Later graduation, Vision returned to the urban center, where he started attention October Gallery poetry events, at the time the place to be for an aspiring young poet. "If you lot want to get into the arts, Philadelphia is the metropolis to be in," he says. "It'south everywhere. Everywhere you go there'due south a jam session, an open up mic." The series' organizer took one look at Vision and said, "You're a poet. Yous're gonna read adjacent time."
"I'd exist on the corner with my friends," Vision laughs, "and I'd say, hold on I have to run down the block to see a girl real quick." The girl was verse. When he finally came make clean, his friends laughed. "Nosotros know," they said. "It'southward who you are."
Vision worked a stint teaching social studies at a Community Educational activity Partners school, but rapidly realized a traditional classroom setting wasn't for him. Then he met Greg Corbin , a fellow local poet with a deep interest in youth mentoring who is now PYPM's Executive Director and serves on the Mayor's Commission for African American Males. "He said, 'at that place'south nothing in the city for kids,'" and asked Vision to help him kickoff an organisation that would encourage Philly kids to write and tell their stories. Vision jumped on board.
PYPM holds workshops for high schoolhouse students every Saturday morn at Painted Helpmate Arts Center, monthly slams at the Rotunda, an annual urban center-wide loftier school slam that attracts teams from 22 schools and has built a vibrant customs of young people. "Name a neighborhood and I tin can tell you lot a kid we have that comes from there," Vision says. The workshops are free. "All they have to exercise is testify upwards. They miss a few. They can always come back."
The sessions combine free-writing and structured prompts and assignments with deadlines, revisions, and workshops on topics as various as mic skills to safe sex. Every calendar month, the workshops accept a new guest facilitator, and Vision brings in local poets and artists as well as representatives from health organizations like the Mazzoni Center to speak to his mentees.
Several years agone, Vision and his students were featured in Soledad O'Brien'southward 2022 CNN documentary, "Who is Blackness in America?" Vision'south students spoke eloquently on what it meant to be black, who "counts" as black, and their conflicting and circuitous feelings about their status every bit mixed race.

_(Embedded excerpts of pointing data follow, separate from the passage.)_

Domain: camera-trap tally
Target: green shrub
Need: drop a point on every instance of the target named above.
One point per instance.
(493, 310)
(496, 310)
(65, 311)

Vision also teaches poetry workshops at the Juvenile Justice Center and for the Department of Human Services, and coaches Swarthmore College'due south poetry squad. He says he wouldn't want to be anywhere else. "Wait at all the artists nosotros're coming upwards backside who are from Philly—fine art is a bang-up tradition hither," he notes. "We only don't take the access like New York and Los Angeles do."
Just even this has an upside: Philadelphia is less expensive, which means artists tin create whatever they want here.
Vision has big plans for this year: a new crop of mentees, another national tour for him, and along with the rest of his group, Spoken Soul 215, hosting The Harvest—"the largest spoken word upshot in the tri-country area"—in the downstairs of Globe Café Alive. (Their next event will take identify on November 2 ).
"We are the most talented city," Vision says, leaning forwards in his chair. "We've got to piece of work harder."
Header photo: Vision (center back) and his PYPM team, courtesy of PYPM.